A bank can end its relationship with a customer at any time, just as a customer can move to another bank at any time. A customer may move because a competitor offers a better deal or because the relationship with the bank is unsatisfactory or has broken down. A bank may decide to close a customer’s account because of how that person has been operating it, or because of regulatory requirements, or because the bank also feels the relationship has broken down. Banks are under no obligation to continue doing business with a person or company, but they should not close an account without good reason.

The process

Generally, a bank should not close your account without giving reasonable notice, which typically means giving you enough time to make alternative banking arrangements. Usually we would view "reasonable" as at least 14 days' notice.

In some limited circumstances, however, a bank can close your account without giving you any notice. These may include:

  • if a bank is complying with a court order
  • if you have fraudulent activity related to your account
  • if you have breached the bank’s terms and conditions
  • if you have acted abusively towards bank staff.

A bank does not have to explain why it is closing a customer's account, although in most cases banks follow good practice and give a reason. This gives the customer an opportunity to respond if the bank has misunderstood the facts of a situation or made a mistake.

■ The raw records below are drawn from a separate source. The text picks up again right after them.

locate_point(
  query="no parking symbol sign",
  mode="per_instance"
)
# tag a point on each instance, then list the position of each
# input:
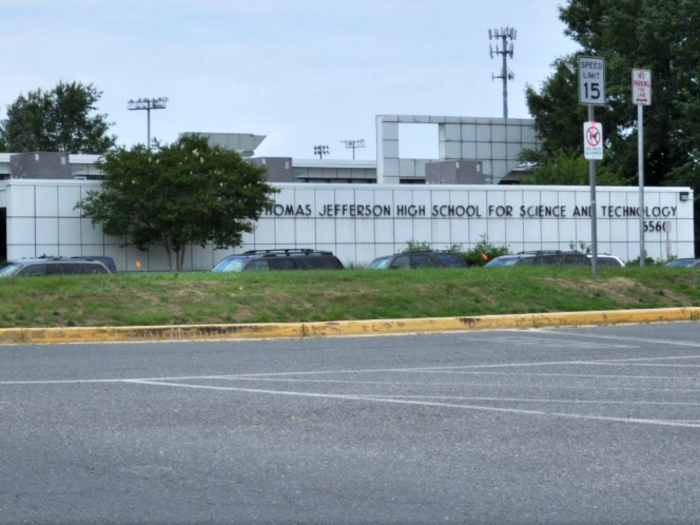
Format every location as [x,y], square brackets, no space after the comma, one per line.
[593,140]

A bank must return all the money in a customer's account at the time it closes the account, less any interest or fees that apply. A bank normally does this by sending a cheque to the last known address.

How we look at closure complaints

Complaints about a bank closing an account usually involve a customer challenging the bank’s reasons for doing so. Two of the most common reasons why a bank closes an account are:

  • the customer has used the account inappropriately – for example, the account is continually going into unarranged overdraft
  • the customer has abused a staff member in some way, either verbally or physically.

In the first situation, it can be costly for a bank to monitor an account that is in overdraft. Therefore, a bank may decide that it does not wish to continue to offer this facility to a customer.

In the second situation, a bank has a duty as a good employer to protect its staff from abuse and violence. In these circumstances, we would expect a senior member of the bank who was not subjected to the abuse to make the decision to close the account.

Most people who complain to us about their account being closed want us to either stop the bank from closing their account or to get the bank to reopen their account. However, although we can award compensation for direct loss or inconvenience if we find some wrongdoing in the way the bank closed the account, we cannot require a bank to stop the closure of an account or reopen one.

If a complaint is solely about a bank's decision to close an account, and there are no concerns about how it was done (such as if the bank failed to give adequate notice), then it is unlikely we will investigate.

A bank may also need to consider closing accounts if it is unable to meet regulatory requirements, such as anti-money laundering legislation (see our AML Quick Guide) or international tax compliance regulations (more information is available here).  Banks are required to collect certain information about customers and others involved with an account.  Such information may include the customer’s identity, place of residence, tax residence status and source of money credited to accounts.  If the information is not received, the bank may cease doing business with a customer.

Your account may be closed without notice if it has been used inappropriately or if your conduct towards a staff member is abusive.